El próximo trece de marzo se cumplen seis años de la elección del Papa Francisco. Durante este tiempo nos hemos ido familiarizando con algunas de las palabras que el nuevo Papa utiliza cuando quiere indicarnos sus preferencias pastorales. Así, con frecuencia le oímos hablar de la importancia de salir a las periferias, reales y existenciales, de nuestras ciudades.
En el caso de nuestra diócesis de Lugo también tenemos una realidad que, aunque no la mencione el Papa Francisco, constituye una auténtica periferia. Me refiero al mundo rural, conformado por cientos de parroquias y aldeas, en las que vive casi la mitad de la población diocesana. Hablamos de 1139 parroquias, de las que solo unas pocas son urbanas.
Me dirán que hoy el mundo rural ya no es lo que era. Es cierto. Tenemos carreteras, televisión, teléfono, internet con una calidad aceptable. También asistencia sanitaria, farmacia y servicios bancarios suficientes. También me dirán que, a pesar de las distancias, muchas personas que viven en las grandes capitales tardan más tiempo en llegar a sus puestos de trabajo o a los hospitales de lo que podemos tardar desde muchas aldeas a la capital de la provincia o al hospital más cercano.
Creo que nadie discute la calidad de vida del mundo rural, pero hay otras cosas que lo convierten en una periferia. Hablo de la soledad de muchas personas y de la dependencia absoluta del coche para casi todo, sin el cual el aislamiento puede ser terrible.
Jesucristo nació y vivió en una aldea. Su misión se llevó a cabo por las aldeas del entorno del mar de Galilea. Ya en aquel tiempo había una gran diferencia entre la ciudad y las aldeas, con el consiguiente desprecio hacia sus habitantes, a los que consideraban con menos capacidades: «¿De Nazaret puede salir algo bueno?» (Jn 1, 46).

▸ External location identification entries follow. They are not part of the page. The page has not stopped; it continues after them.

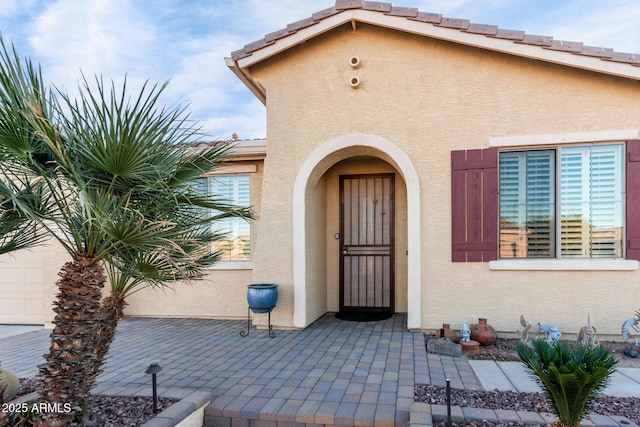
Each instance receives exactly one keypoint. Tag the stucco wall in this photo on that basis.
(430, 97)
(222, 293)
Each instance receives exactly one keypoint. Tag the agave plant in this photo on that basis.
(572, 379)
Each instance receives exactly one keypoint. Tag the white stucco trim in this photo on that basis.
(406, 168)
(563, 138)
(232, 265)
(565, 265)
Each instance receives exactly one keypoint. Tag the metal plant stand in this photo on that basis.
(245, 333)
(261, 298)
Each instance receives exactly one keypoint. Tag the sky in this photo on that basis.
(186, 41)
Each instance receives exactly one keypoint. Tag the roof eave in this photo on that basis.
(244, 76)
(455, 35)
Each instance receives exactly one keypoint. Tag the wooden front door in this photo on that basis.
(367, 243)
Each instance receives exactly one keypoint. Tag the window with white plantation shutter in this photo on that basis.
(592, 195)
(590, 202)
(527, 204)
(234, 189)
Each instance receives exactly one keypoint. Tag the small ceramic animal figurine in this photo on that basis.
(552, 333)
(466, 332)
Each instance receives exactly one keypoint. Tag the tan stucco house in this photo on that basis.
(430, 166)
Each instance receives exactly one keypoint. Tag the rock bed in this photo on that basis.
(113, 411)
(533, 402)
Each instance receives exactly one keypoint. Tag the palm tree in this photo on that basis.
(109, 177)
(571, 378)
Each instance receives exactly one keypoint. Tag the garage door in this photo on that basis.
(21, 279)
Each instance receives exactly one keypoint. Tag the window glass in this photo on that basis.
(590, 203)
(591, 192)
(235, 189)
(527, 204)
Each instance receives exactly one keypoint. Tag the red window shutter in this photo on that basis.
(632, 183)
(474, 205)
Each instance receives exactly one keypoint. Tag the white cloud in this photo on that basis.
(107, 37)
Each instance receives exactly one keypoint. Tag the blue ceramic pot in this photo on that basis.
(262, 297)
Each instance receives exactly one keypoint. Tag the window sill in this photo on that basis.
(565, 265)
(232, 265)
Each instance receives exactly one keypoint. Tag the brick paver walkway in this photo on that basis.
(333, 372)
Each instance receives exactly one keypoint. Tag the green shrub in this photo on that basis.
(571, 378)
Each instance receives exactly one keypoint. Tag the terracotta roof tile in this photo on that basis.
(433, 18)
(277, 35)
(631, 58)
(325, 13)
(409, 12)
(303, 23)
(575, 47)
(509, 34)
(601, 52)
(377, 6)
(258, 44)
(413, 14)
(536, 40)
(239, 54)
(461, 24)
(490, 30)
(348, 4)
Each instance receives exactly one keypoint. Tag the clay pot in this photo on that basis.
(483, 333)
(448, 333)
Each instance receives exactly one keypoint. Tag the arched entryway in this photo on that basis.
(309, 251)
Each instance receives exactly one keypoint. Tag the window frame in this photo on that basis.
(235, 171)
(524, 142)
(558, 231)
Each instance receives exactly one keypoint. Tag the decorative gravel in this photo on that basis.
(504, 350)
(534, 402)
(113, 411)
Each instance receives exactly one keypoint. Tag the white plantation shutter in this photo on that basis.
(591, 191)
(527, 204)
(234, 189)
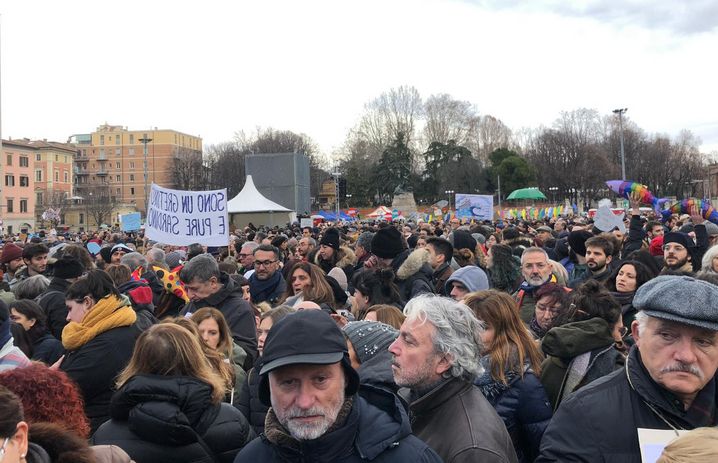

Las cosas no pintan bien para el mundo rural ni para el urbano. Hace unos días conocíamos los datos de natalidad de España. Galicia no sale bien parada. En los pueblos ya hace mucho tiempo que éramos conocedores de esta realidad. La tentación, ahora, es cruzarse de brazos y esperar, porque el “enfermo está agónico”, y como ya no se puede hacer nada vamos a darnos ya por vencidos.
Que las cosas cambien no va a depender de unas ayudas económicas, por muy grandes que estas sean. Se exige un cambio profundo de mentalidad y del sentido de la vida. Ojalá se produzca antes de que los daños sean irreparables.
Mientras tanto y como desde el origen de nuestros pueblos, aquí va a seguir el cura. A lo mejor solo uno o dos, pero un cura que dé un sentido de eternidad a esta sociedad rural y periférica a la que le estamos viendo la fecha de caducidad. Lo intentaremos hacer, como no puede ser de otro modo, al estilo de Jesucristo, en esta periferia rural. Espero que no nos falte ilusión.
Termino con un sentimiento. Aunque parezca contradictorio, pocas cosas hay más esperanzadoras que ir dejando a los últimos habitantes de nuestras aldeas en las manos de Dios el día de su funeral. Sí, a esto dedicamos buena parte de nuestro tiempo los curas rurales.